Pendolari, appello dei sindaci per i disagi:

Tavazzano e Sordio incalzano Trenord

Troppi i ritardi e le soppressioni dopo l’incidente al Frecciarossa

Mancanza di comunicazione agli utenti sulle corse alternative attivate per le soppressioni. Niente indicazioni su dove sono ubicate le fermate delle navette e “buchi” in attesa di un treno di anche un’ora, con le soppressioni di molte corse. Sono alcuni dei disagi vissuti dai pendolari dell’Alto Lodigiano messi in fila, ieri pomeriggio, dai sindaci di Tavazzano con Villavesco Francesco Morosini e di Sordio Salvatore Iesce, con l’intento di chiedere più attenzione al territorio e qualche misura di mitigazione dei disagi a Trenord, dopo l’incidente del Frecciarossa, con l’istituzione di fermate ausiliare nelle stazioni di Tavazzano e San Zenone dell’interregionale Piacenza-Milano Greco Pirelli.

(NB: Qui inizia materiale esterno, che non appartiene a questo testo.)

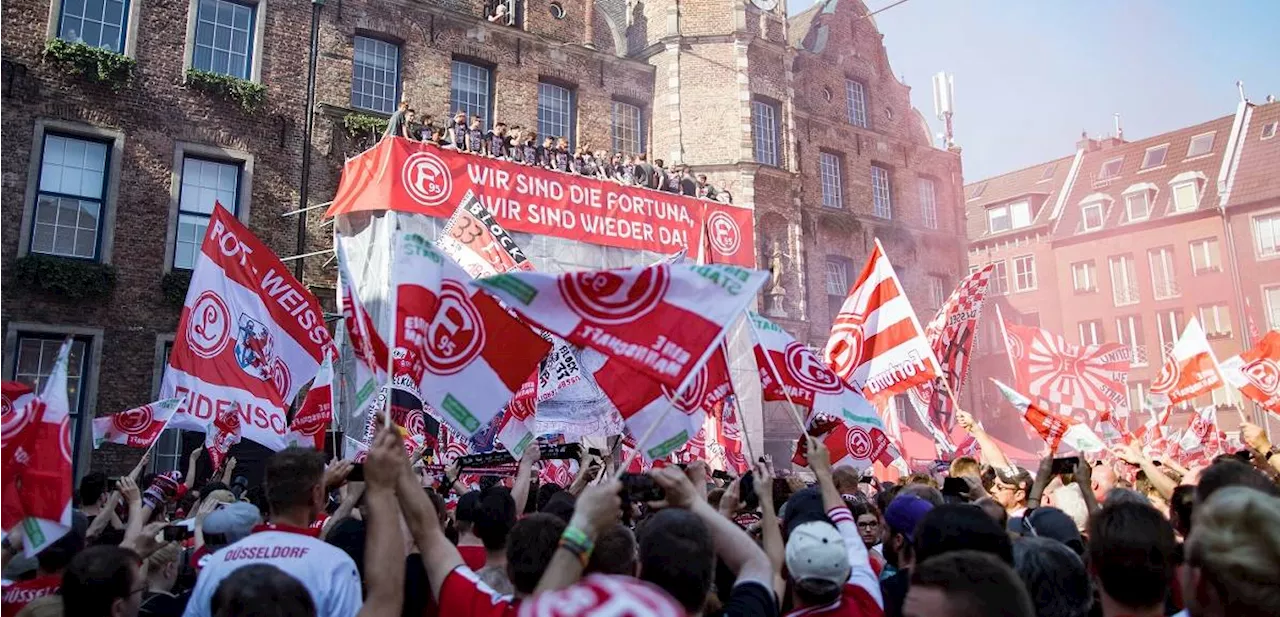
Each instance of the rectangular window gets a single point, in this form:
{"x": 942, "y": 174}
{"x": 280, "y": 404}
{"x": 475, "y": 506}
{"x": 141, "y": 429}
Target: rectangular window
{"x": 471, "y": 90}
{"x": 556, "y": 113}
{"x": 1000, "y": 279}
{"x": 71, "y": 197}
{"x": 1201, "y": 145}
{"x": 204, "y": 182}
{"x": 1091, "y": 332}
{"x": 1084, "y": 277}
{"x": 1129, "y": 334}
{"x": 881, "y": 193}
{"x": 1155, "y": 156}
{"x": 224, "y": 39}
{"x": 1185, "y": 196}
{"x": 856, "y": 95}
{"x": 1092, "y": 215}
{"x": 928, "y": 204}
{"x": 97, "y": 23}
{"x": 1164, "y": 275}
{"x": 1124, "y": 280}
{"x": 1266, "y": 234}
{"x": 764, "y": 129}
{"x": 35, "y": 362}
{"x": 1137, "y": 206}
{"x": 1024, "y": 273}
{"x": 375, "y": 74}
{"x": 1205, "y": 256}
{"x": 828, "y": 170}
{"x": 627, "y": 128}
{"x": 1216, "y": 320}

«I disagi già c’erano, ma l’incidente e il fatto che molti treni oggi percorrono la linea storica in attesa del ripristino del tratto interessato dall’incidente li hanno acuiti - argomenta il sindaco di Sordio Iesce - : c’è un aumento di soppressioni di treni, ma mancano indicazioni precise all’utenza sui mezzi sostitutivi e quando l’utente arriva e si ritrova il treno cancellato non sa se ci sarà una navetta in partenza o meno e da dove partirà. Perché a Sordio ad esempio gli utenti hanno scoperto che i mezzi fermano all’edicola sulla via Emilia e all’altezza del bar del Bissone, ma una cartellonista anche provvisoria non c’è».

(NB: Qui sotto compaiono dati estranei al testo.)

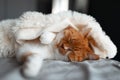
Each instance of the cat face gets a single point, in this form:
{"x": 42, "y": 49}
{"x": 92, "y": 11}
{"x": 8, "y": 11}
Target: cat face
{"x": 75, "y": 45}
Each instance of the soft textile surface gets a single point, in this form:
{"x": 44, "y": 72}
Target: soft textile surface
{"x": 60, "y": 70}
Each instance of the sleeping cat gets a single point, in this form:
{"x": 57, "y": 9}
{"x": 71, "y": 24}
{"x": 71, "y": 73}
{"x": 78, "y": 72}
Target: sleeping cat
{"x": 68, "y": 36}
{"x": 71, "y": 46}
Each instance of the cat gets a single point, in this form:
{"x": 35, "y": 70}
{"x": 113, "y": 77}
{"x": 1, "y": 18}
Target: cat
{"x": 67, "y": 36}
{"x": 71, "y": 46}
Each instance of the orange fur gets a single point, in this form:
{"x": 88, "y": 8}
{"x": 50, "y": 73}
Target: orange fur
{"x": 25, "y": 56}
{"x": 77, "y": 45}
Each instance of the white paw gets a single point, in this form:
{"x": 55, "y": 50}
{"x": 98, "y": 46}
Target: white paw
{"x": 32, "y": 67}
{"x": 47, "y": 37}
{"x": 6, "y": 50}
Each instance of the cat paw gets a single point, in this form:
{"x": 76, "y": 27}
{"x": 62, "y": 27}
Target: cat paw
{"x": 47, "y": 37}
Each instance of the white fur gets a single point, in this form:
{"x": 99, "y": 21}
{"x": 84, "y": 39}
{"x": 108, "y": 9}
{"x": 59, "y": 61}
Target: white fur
{"x": 34, "y": 24}
{"x": 7, "y": 40}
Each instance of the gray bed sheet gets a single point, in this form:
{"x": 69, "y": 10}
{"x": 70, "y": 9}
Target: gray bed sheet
{"x": 103, "y": 69}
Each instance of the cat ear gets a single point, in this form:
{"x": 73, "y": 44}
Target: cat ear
{"x": 93, "y": 56}
{"x": 86, "y": 32}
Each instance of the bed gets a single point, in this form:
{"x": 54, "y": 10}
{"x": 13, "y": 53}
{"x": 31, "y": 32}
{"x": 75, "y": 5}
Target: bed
{"x": 102, "y": 69}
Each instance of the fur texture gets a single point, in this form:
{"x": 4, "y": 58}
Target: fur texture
{"x": 26, "y": 36}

E così a Tavazzano, dove c’è la complicazione-bis del cantiere via Emilia e dove già i bus di linea si servono di fermate provvisorie. «Vediamo che le fermate vengono effettuate all’altezza dell’incrocio della via Emilia con via Garibaldi e davanti al municipio, ma anche qui non c’è nessuna indicazione - specifica il sindaco Morosini - : viviamo un pressing importante dalla cittadinanza sia a Tavazzano, che è sede di stazione, sia a Sordio, che si serve della stazione di San Zenone. Il nostro non vuole essere un intervento polemico, ma vogliamo solo sensibilizzare Trenord sulle problematiche vissute nei due centri. Ho già chiesto in Regione poi di poter aver un’interlocuzione diretta con la dirigenza d’ambito specifica di Trenord».

I sindaci chiedono una comunicazione più efficace all’utenza sulla calendarizzazione delle corse alternative e mettono a disposizione anche le bacheche comunali per diffondere le informazioni, ma chiedono anche di attenuare i disagi prevedendo fermate nei due Comuni della linea Piacenza-Milano Greco Pirelli.